Toronto Tabla Ensemble’s new album, Unexpected Guests, is perhaps best summarized as a black and white effort that spellbinds its audience using much more than cosmetic sophistication. Included in its tracklist are seven stylish songs – some of which bring winds, strings and even some decadent vocal harmonies into the melting pot of melodicism with which the drums will straddle, others which consist of percussive prowess exclusively. Around every turn in Unexpected Guests, including those within the music video for its title track, there’s something quite unexpected waiting to amaze listeners through virtuosity and unselfish rhythms, the most stirring of which attack us from all angles simultaneously (“Dream Symposium,” the epic “Monkey Tale”).

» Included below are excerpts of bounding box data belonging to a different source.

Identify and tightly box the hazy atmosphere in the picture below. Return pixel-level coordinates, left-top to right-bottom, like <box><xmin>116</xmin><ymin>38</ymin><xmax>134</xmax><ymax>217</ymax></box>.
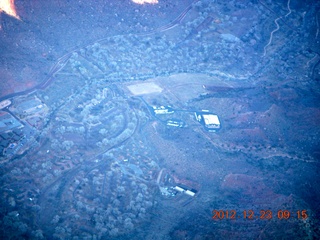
<box><xmin>0</xmin><ymin>0</ymin><xmax>320</xmax><ymax>240</ymax></box>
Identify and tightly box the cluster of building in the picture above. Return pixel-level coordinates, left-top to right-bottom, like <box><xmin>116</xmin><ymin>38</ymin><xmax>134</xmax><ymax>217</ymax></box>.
<box><xmin>152</xmin><ymin>106</ymin><xmax>221</xmax><ymax>132</ymax></box>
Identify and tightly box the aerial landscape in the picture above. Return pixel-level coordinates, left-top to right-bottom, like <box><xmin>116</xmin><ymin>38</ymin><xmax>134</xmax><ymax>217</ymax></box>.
<box><xmin>0</xmin><ymin>0</ymin><xmax>320</xmax><ymax>240</ymax></box>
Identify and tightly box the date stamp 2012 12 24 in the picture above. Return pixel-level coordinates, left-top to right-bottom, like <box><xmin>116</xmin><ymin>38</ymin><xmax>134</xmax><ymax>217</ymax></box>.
<box><xmin>212</xmin><ymin>209</ymin><xmax>308</xmax><ymax>220</ymax></box>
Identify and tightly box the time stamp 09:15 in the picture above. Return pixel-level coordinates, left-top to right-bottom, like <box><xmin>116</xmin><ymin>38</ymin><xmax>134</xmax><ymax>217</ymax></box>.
<box><xmin>212</xmin><ymin>210</ymin><xmax>309</xmax><ymax>220</ymax></box>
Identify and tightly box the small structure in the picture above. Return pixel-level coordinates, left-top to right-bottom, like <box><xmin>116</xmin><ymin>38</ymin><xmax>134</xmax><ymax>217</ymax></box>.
<box><xmin>173</xmin><ymin>186</ymin><xmax>197</xmax><ymax>197</ymax></box>
<box><xmin>152</xmin><ymin>106</ymin><xmax>174</xmax><ymax>114</ymax></box>
<box><xmin>195</xmin><ymin>110</ymin><xmax>221</xmax><ymax>132</ymax></box>
<box><xmin>166</xmin><ymin>119</ymin><xmax>185</xmax><ymax>128</ymax></box>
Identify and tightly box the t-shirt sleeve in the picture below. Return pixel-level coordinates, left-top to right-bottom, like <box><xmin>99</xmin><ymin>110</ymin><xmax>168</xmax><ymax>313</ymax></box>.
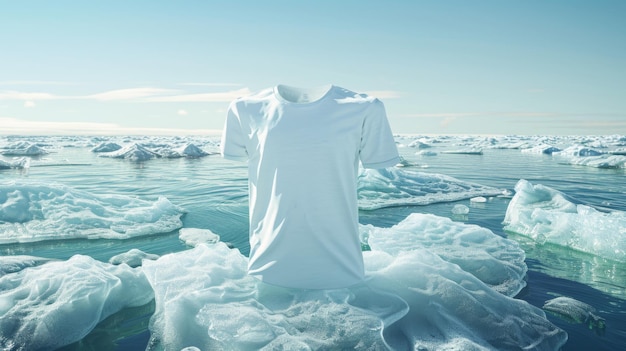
<box><xmin>360</xmin><ymin>99</ymin><xmax>400</xmax><ymax>168</ymax></box>
<box><xmin>220</xmin><ymin>103</ymin><xmax>248</xmax><ymax>162</ymax></box>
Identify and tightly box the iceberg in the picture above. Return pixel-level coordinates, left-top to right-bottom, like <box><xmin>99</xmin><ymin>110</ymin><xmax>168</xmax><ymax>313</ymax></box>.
<box><xmin>361</xmin><ymin>213</ymin><xmax>528</xmax><ymax>296</ymax></box>
<box><xmin>99</xmin><ymin>143</ymin><xmax>160</xmax><ymax>162</ymax></box>
<box><xmin>0</xmin><ymin>141</ymin><xmax>48</xmax><ymax>156</ymax></box>
<box><xmin>109</xmin><ymin>249</ymin><xmax>159</xmax><ymax>267</ymax></box>
<box><xmin>91</xmin><ymin>142</ymin><xmax>122</xmax><ymax>153</ymax></box>
<box><xmin>0</xmin><ymin>255</ymin><xmax>50</xmax><ymax>276</ymax></box>
<box><xmin>522</xmin><ymin>144</ymin><xmax>561</xmax><ymax>155</ymax></box>
<box><xmin>503</xmin><ymin>179</ymin><xmax>626</xmax><ymax>262</ymax></box>
<box><xmin>0</xmin><ymin>157</ymin><xmax>30</xmax><ymax>169</ymax></box>
<box><xmin>155</xmin><ymin>143</ymin><xmax>210</xmax><ymax>158</ymax></box>
<box><xmin>0</xmin><ymin>181</ymin><xmax>184</xmax><ymax>244</ymax></box>
<box><xmin>543</xmin><ymin>296</ymin><xmax>606</xmax><ymax>334</ymax></box>
<box><xmin>143</xmin><ymin>242</ymin><xmax>567</xmax><ymax>350</ymax></box>
<box><xmin>357</xmin><ymin>167</ymin><xmax>503</xmax><ymax>210</ymax></box>
<box><xmin>178</xmin><ymin>228</ymin><xmax>220</xmax><ymax>246</ymax></box>
<box><xmin>0</xmin><ymin>255</ymin><xmax>154</xmax><ymax>350</ymax></box>
<box><xmin>567</xmin><ymin>155</ymin><xmax>626</xmax><ymax>168</ymax></box>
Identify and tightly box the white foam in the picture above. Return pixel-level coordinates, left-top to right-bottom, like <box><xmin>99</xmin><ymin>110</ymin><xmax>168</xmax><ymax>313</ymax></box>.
<box><xmin>143</xmin><ymin>243</ymin><xmax>566</xmax><ymax>350</ymax></box>
<box><xmin>0</xmin><ymin>255</ymin><xmax>153</xmax><ymax>350</ymax></box>
<box><xmin>109</xmin><ymin>249</ymin><xmax>159</xmax><ymax>267</ymax></box>
<box><xmin>504</xmin><ymin>179</ymin><xmax>626</xmax><ymax>262</ymax></box>
<box><xmin>178</xmin><ymin>228</ymin><xmax>220</xmax><ymax>246</ymax></box>
<box><xmin>0</xmin><ymin>181</ymin><xmax>184</xmax><ymax>244</ymax></box>
<box><xmin>99</xmin><ymin>143</ymin><xmax>159</xmax><ymax>162</ymax></box>
<box><xmin>361</xmin><ymin>213</ymin><xmax>528</xmax><ymax>296</ymax></box>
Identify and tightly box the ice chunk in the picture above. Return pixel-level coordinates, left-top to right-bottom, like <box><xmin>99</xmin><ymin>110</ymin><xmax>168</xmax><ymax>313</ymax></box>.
<box><xmin>567</xmin><ymin>155</ymin><xmax>626</xmax><ymax>168</ymax></box>
<box><xmin>552</xmin><ymin>145</ymin><xmax>604</xmax><ymax>157</ymax></box>
<box><xmin>441</xmin><ymin>148</ymin><xmax>483</xmax><ymax>155</ymax></box>
<box><xmin>91</xmin><ymin>142</ymin><xmax>122</xmax><ymax>153</ymax></box>
<box><xmin>0</xmin><ymin>255</ymin><xmax>153</xmax><ymax>350</ymax></box>
<box><xmin>522</xmin><ymin>144</ymin><xmax>561</xmax><ymax>155</ymax></box>
<box><xmin>0</xmin><ymin>255</ymin><xmax>50</xmax><ymax>276</ymax></box>
<box><xmin>99</xmin><ymin>143</ymin><xmax>160</xmax><ymax>162</ymax></box>
<box><xmin>0</xmin><ymin>181</ymin><xmax>184</xmax><ymax>244</ymax></box>
<box><xmin>143</xmin><ymin>243</ymin><xmax>566</xmax><ymax>350</ymax></box>
<box><xmin>543</xmin><ymin>296</ymin><xmax>606</xmax><ymax>334</ymax></box>
<box><xmin>178</xmin><ymin>228</ymin><xmax>220</xmax><ymax>246</ymax></box>
<box><xmin>1</xmin><ymin>141</ymin><xmax>48</xmax><ymax>156</ymax></box>
<box><xmin>109</xmin><ymin>249</ymin><xmax>159</xmax><ymax>267</ymax></box>
<box><xmin>470</xmin><ymin>196</ymin><xmax>487</xmax><ymax>203</ymax></box>
<box><xmin>358</xmin><ymin>167</ymin><xmax>502</xmax><ymax>210</ymax></box>
<box><xmin>503</xmin><ymin>179</ymin><xmax>626</xmax><ymax>262</ymax></box>
<box><xmin>361</xmin><ymin>213</ymin><xmax>528</xmax><ymax>296</ymax></box>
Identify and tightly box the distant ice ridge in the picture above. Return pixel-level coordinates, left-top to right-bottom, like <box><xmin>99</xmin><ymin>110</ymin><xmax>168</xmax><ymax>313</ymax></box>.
<box><xmin>0</xmin><ymin>157</ymin><xmax>30</xmax><ymax>170</ymax></box>
<box><xmin>0</xmin><ymin>181</ymin><xmax>184</xmax><ymax>244</ymax></box>
<box><xmin>0</xmin><ymin>255</ymin><xmax>154</xmax><ymax>350</ymax></box>
<box><xmin>357</xmin><ymin>167</ymin><xmax>503</xmax><ymax>210</ymax></box>
<box><xmin>504</xmin><ymin>179</ymin><xmax>626</xmax><ymax>262</ymax></box>
<box><xmin>361</xmin><ymin>213</ymin><xmax>528</xmax><ymax>296</ymax></box>
<box><xmin>143</xmin><ymin>239</ymin><xmax>567</xmax><ymax>350</ymax></box>
<box><xmin>0</xmin><ymin>141</ymin><xmax>48</xmax><ymax>156</ymax></box>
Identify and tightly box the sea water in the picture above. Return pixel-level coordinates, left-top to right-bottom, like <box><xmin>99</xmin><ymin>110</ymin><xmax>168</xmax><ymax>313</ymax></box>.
<box><xmin>0</xmin><ymin>135</ymin><xmax>626</xmax><ymax>350</ymax></box>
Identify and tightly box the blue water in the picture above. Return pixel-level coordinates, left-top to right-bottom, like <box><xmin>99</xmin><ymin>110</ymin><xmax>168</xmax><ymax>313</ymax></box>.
<box><xmin>0</xmin><ymin>137</ymin><xmax>626</xmax><ymax>350</ymax></box>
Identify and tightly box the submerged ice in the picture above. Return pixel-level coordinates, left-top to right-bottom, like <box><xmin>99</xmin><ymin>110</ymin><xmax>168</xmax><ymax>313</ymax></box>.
<box><xmin>357</xmin><ymin>167</ymin><xmax>503</xmax><ymax>210</ymax></box>
<box><xmin>143</xmin><ymin>242</ymin><xmax>567</xmax><ymax>350</ymax></box>
<box><xmin>361</xmin><ymin>213</ymin><xmax>527</xmax><ymax>296</ymax></box>
<box><xmin>0</xmin><ymin>182</ymin><xmax>184</xmax><ymax>244</ymax></box>
<box><xmin>504</xmin><ymin>179</ymin><xmax>626</xmax><ymax>262</ymax></box>
<box><xmin>0</xmin><ymin>255</ymin><xmax>153</xmax><ymax>350</ymax></box>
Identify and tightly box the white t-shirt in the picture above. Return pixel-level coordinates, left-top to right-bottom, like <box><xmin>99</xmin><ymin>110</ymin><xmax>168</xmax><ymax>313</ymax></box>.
<box><xmin>221</xmin><ymin>85</ymin><xmax>399</xmax><ymax>289</ymax></box>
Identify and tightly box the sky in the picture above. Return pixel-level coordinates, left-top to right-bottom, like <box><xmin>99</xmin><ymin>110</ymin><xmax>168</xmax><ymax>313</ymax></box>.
<box><xmin>0</xmin><ymin>0</ymin><xmax>626</xmax><ymax>135</ymax></box>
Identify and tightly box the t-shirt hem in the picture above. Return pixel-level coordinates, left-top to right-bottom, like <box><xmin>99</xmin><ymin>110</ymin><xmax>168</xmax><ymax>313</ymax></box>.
<box><xmin>363</xmin><ymin>156</ymin><xmax>400</xmax><ymax>168</ymax></box>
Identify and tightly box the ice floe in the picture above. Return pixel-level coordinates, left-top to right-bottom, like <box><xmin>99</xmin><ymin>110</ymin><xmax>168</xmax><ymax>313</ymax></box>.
<box><xmin>504</xmin><ymin>179</ymin><xmax>626</xmax><ymax>262</ymax></box>
<box><xmin>0</xmin><ymin>181</ymin><xmax>184</xmax><ymax>244</ymax></box>
<box><xmin>143</xmin><ymin>243</ymin><xmax>567</xmax><ymax>350</ymax></box>
<box><xmin>0</xmin><ymin>255</ymin><xmax>154</xmax><ymax>350</ymax></box>
<box><xmin>358</xmin><ymin>167</ymin><xmax>503</xmax><ymax>210</ymax></box>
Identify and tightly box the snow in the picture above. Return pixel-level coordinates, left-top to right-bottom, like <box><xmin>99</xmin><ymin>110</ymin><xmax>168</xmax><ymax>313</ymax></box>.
<box><xmin>504</xmin><ymin>179</ymin><xmax>626</xmax><ymax>262</ymax></box>
<box><xmin>0</xmin><ymin>181</ymin><xmax>184</xmax><ymax>244</ymax></box>
<box><xmin>0</xmin><ymin>255</ymin><xmax>154</xmax><ymax>350</ymax></box>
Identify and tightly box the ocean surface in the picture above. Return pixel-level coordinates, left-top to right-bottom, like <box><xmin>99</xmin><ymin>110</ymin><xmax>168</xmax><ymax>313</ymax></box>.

Toronto Tabla Ensemble are unknowns to most in America, including myself before recently, but they portray themselves as brilliant masters of the craft rather flawlessly in this record.
You don’t really need a lyrical presence in “Toronto Tabla Youth Ensemble,” “What’s Going On?” and “Maryem’s Here” to understand the emotional output of the players – if the video for “Unexpected Guests” teaches us anything, it’s that grooves have the power to unite when linguistics simply won’t do a sentiment justice. The diversity of this group’s influences is obvious in every element we examine here, and although I would say that Unexpected Guests might be a little much for inexperienced navigators of the North American indie underground, it will probably be championed by those who consider themselves serious beat addicts.
There is a lot of good music coming from north of the border right now, but if you ask me, Toronto Tabla Ensemble’s new album is a cut above the rest for a few pretty big reasons, the biggest being its undisputed grasp of human emotion despite being almost entirely lyric-less (outside of “Raghupati”). This is a deep-feeling, deep-thinking collective of artists, and for listeners like myself – who crave as much detail out of a musical performance as is possible – it’s arriving at a time in 2020 that hasn’t exactly been littered with premium content. Toronto Tabla Ensemble have my attention, and with the right exposure, I think they’ll have yours, too.